Like many of you, I have been applying castor oil to my hair follicles after Jay-Z released his 13th studio album 4:44.
I must admit, when I first saw 4:44 billboards quietly popping up all over New York City, I had low expectations. I assumed it would be more of the same (which is still better than 95% of your rap favs of today), mixed with some retort to his wife's Lemonade from the male perspective, to which I had little interest.
But my lawd, I never thought Jigga would come like this--finally.
While sonically the album harkens back to classic Jay-Z, lyrically it is a brand new man--one who is more remorseful, accessible and conscious. I must say the album is a much needed reprieve from the drugged-induced mumble hip-hip era we are living in. The timing is impeccable, and the genius that is Jay when he pushes himself to his rightful place of great lyricism.
Listening from the feminine POV definitely brought on a surge of different emotions for me.
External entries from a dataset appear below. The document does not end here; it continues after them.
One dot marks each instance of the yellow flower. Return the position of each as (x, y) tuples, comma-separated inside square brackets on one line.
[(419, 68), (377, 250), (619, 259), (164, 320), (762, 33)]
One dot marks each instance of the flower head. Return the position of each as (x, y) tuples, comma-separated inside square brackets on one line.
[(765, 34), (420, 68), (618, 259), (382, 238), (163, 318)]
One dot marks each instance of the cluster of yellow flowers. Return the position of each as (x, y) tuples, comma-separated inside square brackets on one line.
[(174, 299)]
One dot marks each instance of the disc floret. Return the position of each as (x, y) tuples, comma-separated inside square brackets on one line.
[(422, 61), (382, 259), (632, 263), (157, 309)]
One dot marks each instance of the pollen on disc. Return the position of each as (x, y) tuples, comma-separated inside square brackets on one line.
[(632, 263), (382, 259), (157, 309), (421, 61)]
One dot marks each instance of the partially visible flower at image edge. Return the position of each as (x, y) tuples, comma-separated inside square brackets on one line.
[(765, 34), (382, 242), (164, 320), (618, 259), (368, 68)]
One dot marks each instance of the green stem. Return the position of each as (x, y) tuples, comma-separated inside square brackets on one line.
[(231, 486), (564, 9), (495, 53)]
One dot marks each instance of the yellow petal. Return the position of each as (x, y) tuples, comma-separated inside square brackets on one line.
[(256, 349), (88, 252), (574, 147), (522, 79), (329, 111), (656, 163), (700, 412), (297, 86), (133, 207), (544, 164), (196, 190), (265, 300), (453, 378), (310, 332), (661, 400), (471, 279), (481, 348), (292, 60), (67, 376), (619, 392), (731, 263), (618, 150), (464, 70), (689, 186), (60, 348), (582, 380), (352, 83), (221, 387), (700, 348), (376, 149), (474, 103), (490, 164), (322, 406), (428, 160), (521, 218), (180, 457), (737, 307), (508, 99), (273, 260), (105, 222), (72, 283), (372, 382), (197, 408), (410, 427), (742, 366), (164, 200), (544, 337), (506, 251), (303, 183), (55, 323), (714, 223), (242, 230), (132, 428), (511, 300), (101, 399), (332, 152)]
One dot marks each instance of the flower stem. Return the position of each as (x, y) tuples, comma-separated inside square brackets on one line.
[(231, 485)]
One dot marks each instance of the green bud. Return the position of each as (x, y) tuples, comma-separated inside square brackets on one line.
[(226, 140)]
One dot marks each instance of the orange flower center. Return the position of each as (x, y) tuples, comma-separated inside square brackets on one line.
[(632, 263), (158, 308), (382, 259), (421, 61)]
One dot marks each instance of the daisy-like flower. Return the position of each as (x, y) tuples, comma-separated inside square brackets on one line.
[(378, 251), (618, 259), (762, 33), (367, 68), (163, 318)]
Like most woke women in love with hip-hop, I struggle with an acute case of musical Stockholm Syndrome--a need to protect an art form that both praises and disrespects me in the same breathe with it’s misogyny, chauvinism and objectification of my body. Knowing this, I love the medium still, like any conflicted enabler. Watching Tupac's life play out in the movie “All Eyez on Me” made the two-faced, love-hate of the women that have helped build hip-hop ever clear.
But I digress.
Women remain the lesser-known heroes in the story of hip hop, both as fans, artists, professionals and lovers. More times than revealed, women remain the heroes in their real life, supporting the men they love who may fall short in whatever way.
Perhaps the most-talked about track, 4:44, Jay opens up about his emotional unavailability and cheating (see also: raggedy) ways with the women in his life then states on another track:
I hear what you are saying here, Jigga, but nah. It is 2017. Let's address.
Whether you can relate to the betrayal of infidelity or not, the overtone of delayed Black male maturity as it relates to the vitality of the black community struck me and cannot be overlooked if we expect to move ahead. I am glad someone of Jay's ilk FINALLY addressed this for the culture because we have failed to do so openly as a collective. It is always black women under stiff criticism from all angles and bares the responsibility of all that goes wrong but rarely are our men held to the same level of criticism and accountability. It was almost as if Jay wanted to apologize on behalf of black men everywhere, in every way they have missed the mark--be it emotionally, mentally, financially-- of what their partner, family and community needs of them.
In my opinion, the album will go down as one of the most of important projects of Jay's career and is a clear call to action for brothers to step up and do better. And for the brothers that already do so, there is still a call to hold your peers to a higher, healthier standard of masculinity that we believe you can be. Because we need you--always have and always will.